Ce militant ignorait totalement l’histoire des rapports entre les wahhabites saoudiens et les Frères musulmans égyptiens, qui « pendant des décennies (...) ont entretenu un lien quasi fusionnel » (29). Les clichés gauchistes « anti-impérialistes » (l’Arabie saoudite étant un allié des Etats-Unis depuis 1945 (30) ) ne permettent pas d’expliquer pourquoi les Frères musulmans ont occupé une place décisive dans la construction-modernisation d’un Etat comme l’Arabie saoudite (mais aussi du Qatar) pendant près de 40 ans, et pourquoi des milliers de Frères musulmans ont trouvé refuge dans ce pays et y ont fait fortune. Ils ne ne permettent pas de comprendre pourquoi les Frères musulmans ont pu occuper des places importantes en Arabie Saoudite dans l’Université islamique de Médine et dans la Ligue islamique mondiale et faire venir des milliers d’instituteurs et de professeurs dans ce pays. Ni pourquoi les Frères musulmans prirent en charge le système éducatif saoudien, du primaire au supérieur, définissant les programmes scolaires et enseignant à tous les niveaux.

Ce rôle complexe des Frères musulmans (qui non seulement n’est pas le même dans tous les pays, mais dont la confrérie change d’alliances régulièrement) permet de comprendre pourquoi nous avons du mal à analyser les événements du Proche et du Moyen-Orient avec des lunettes 100% laïques (les partisans de l’islam politique seraient tous des « islamo-fascistes ») ou 100% marxistes orthodoxes (il n’y a que la répartition de la rente pétrolière qui compte)...
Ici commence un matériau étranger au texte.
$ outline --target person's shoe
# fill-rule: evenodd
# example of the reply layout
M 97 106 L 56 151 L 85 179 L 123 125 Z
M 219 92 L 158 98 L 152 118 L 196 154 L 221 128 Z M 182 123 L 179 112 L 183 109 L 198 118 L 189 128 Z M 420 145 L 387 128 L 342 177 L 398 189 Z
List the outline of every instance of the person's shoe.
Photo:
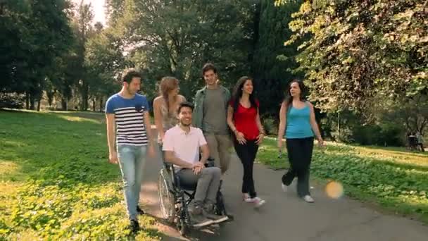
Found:
M 141 209 L 139 206 L 137 206 L 137 213 L 139 215 L 143 215 L 146 213 L 144 213 L 144 211 L 143 209 Z
M 313 203 L 314 202 L 315 202 L 313 198 L 312 198 L 312 197 L 309 195 L 306 195 L 305 197 L 303 197 L 303 200 L 308 203 Z
M 253 198 L 253 202 L 254 203 L 256 207 L 258 208 L 258 207 L 263 206 L 263 204 L 265 204 L 266 201 L 262 199 L 261 198 L 260 198 L 258 197 L 256 197 Z
M 130 221 L 130 229 L 132 233 L 137 233 L 139 230 L 139 224 L 135 219 L 131 219 Z
M 190 220 L 195 228 L 203 227 L 214 223 L 214 221 L 206 218 L 203 214 L 190 214 Z
M 242 194 L 242 199 L 244 200 L 244 202 L 248 203 L 254 202 L 254 199 L 252 199 L 248 193 L 244 193 Z
M 227 217 L 227 216 L 215 214 L 214 213 L 213 205 L 207 205 L 207 206 L 202 211 L 202 214 L 206 218 L 211 219 L 213 221 L 214 221 L 214 223 L 219 223 L 229 219 L 229 217 Z
M 214 223 L 211 219 L 207 218 L 203 214 L 203 209 L 200 206 L 194 206 L 189 211 L 190 220 L 195 228 L 206 226 Z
Il nous faut donc apprendre à démêler les facteurs religieux, politiques et géopolitiques sans tomber dans les explications simplistes du type « conflit de civilisations » ; « la civilisation occidentale est, de fait, supérieure parce qu’elle sait se critiquer elle-même (31) », « l’islam est une religion plus dangereuse que les autres », « tout cela se résume à une question de pétrole », etc.
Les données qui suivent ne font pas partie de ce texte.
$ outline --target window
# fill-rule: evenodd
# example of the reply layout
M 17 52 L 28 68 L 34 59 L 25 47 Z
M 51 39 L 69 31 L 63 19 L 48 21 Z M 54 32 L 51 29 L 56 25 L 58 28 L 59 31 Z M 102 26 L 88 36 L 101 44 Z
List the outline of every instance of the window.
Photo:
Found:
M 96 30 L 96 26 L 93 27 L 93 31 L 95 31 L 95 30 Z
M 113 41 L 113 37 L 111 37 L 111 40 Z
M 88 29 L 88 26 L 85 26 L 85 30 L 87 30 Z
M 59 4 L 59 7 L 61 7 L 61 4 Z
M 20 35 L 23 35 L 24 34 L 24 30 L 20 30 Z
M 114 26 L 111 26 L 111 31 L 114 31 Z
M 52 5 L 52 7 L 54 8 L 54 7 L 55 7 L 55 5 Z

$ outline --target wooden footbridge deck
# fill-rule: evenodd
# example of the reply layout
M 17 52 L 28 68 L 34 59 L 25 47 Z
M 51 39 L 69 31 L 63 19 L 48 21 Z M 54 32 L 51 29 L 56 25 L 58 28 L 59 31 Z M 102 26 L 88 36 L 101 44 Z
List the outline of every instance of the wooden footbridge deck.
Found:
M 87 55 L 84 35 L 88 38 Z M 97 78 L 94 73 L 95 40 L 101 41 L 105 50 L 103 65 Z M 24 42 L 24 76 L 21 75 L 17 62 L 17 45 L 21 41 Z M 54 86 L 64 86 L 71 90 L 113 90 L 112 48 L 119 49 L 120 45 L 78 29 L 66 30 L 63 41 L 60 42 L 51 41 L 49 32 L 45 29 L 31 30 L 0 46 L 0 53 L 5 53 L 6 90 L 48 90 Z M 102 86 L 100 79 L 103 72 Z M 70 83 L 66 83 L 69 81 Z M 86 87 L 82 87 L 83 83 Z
Y.C., Ni patrie ni frontières, février 2015

(à suivre)

Notes

27. Clive Bradley (2002) : « La gauche et l’« anti-impérialisme réactionnaire » : la théorie de l’adaptation » ; Sacha Ismail (2009) : « L’islamisme et la nouvelle gauche arabe : une critique du SWP » (2009).

28. « Éduquer à la laïcité, rééduquer au “bon islam” ? » https://entreleslignesentrelesmots....

29. Cf. l’article de Stephane Lacroix, « Arabie saoudite : de la fusion à la rupture », « Les Frères musulmans et le pouvoir, 2011-2014 », ouvrage dirigé par Pierre Puchot, Galaade Editions, 2014.

30. En 1945, le roi Ibn Séoud signa avec le président F.D. Roosevelt pour soixante ans le pacte de Quincy, renouvelé pour la même durée en 2005 par George W. Bush. Ce traité stipule que les Etats-Unis prendront toujours à cœur les intérêts de la monarchie et la protégeront contre toute agression extérieure, en échange de la garantie d’un approvisionnement régulier en pétrole de la puissance américaine. Depuis le déclenchement de la guerre civile en Syrie et l’ébauche d’un rapprochement entre l’Iran et les Etats-Unis les relations sont un peu moins cordiales.

31. Version vulgarisée d’un propos de Castoriadis : « il n’y a que l’Occident qui ait créé cette capacité de contestation interne, de mise en cause de ses propres institutions et de ses propres idées, au nom d’une discussion raisonnable entre êtres humains qui reste indéfiniment ouverte et ne connaît pas de dogme ». Pour la critique de cette position on pourra lire : « “Soulèvements arabes ” : il est temps de dire “Bye, bye, Castoriadis !” » (2011).